We have built a wrapper around AgGrid [https://www.ag-grid.com/]
We have huge data to load, ~ 400 k rows, 250 columns. AgGrid can load and render these without a hiccup.
The dataset is huge and we are okay with ~1.5 GB request reponses.
On the backend [server] data is loaded into a huge df, JSON seralization has become a pain point, which seems to be consuming the most of the time.
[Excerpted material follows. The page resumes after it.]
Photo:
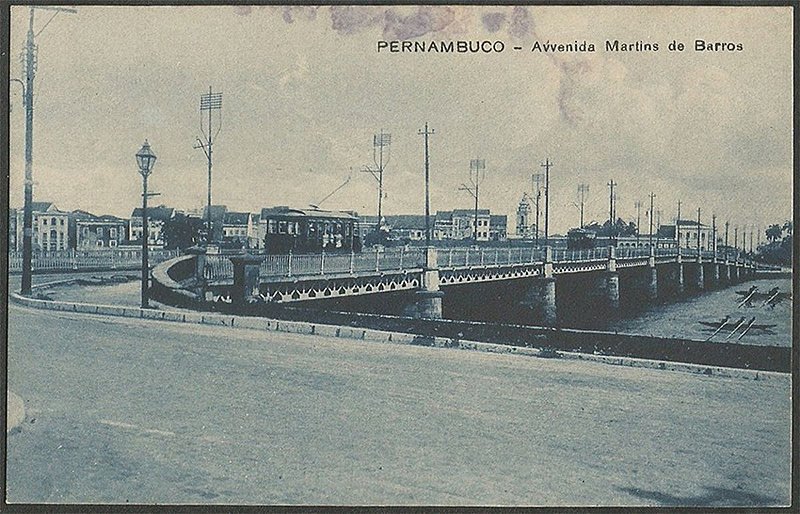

why all data at a time [requirement]
files are split over 100 csv with size ranging from 30 to 50 MB - read time of all files ~13 seconds [multi-threaded]
concat of these into a huge df ~ 4 seconds
df to JSON seralization ~ 45 seconds [this is the problem]
Has anybody tried solving the problem ?
If not want to know what is the best design among below
Things/Design we have tied or looked into
- Dash-Extensions – ServerSideOutput [more of less caching], we just load everything on to the UI once, there is no to and fro between callbacks in our case.
- Looking at APIs on flask which AgGrid can interact with and split the payload over multiple request response cycles [easier to implement] rather than doing so on dash callback.
- starlette / flask with socket/SSE to do the same as 2 [one time activity] could come in handy at other places.
- Not all columns are necessary, we could dynamically load columns as necessary, again requires 2 or 3.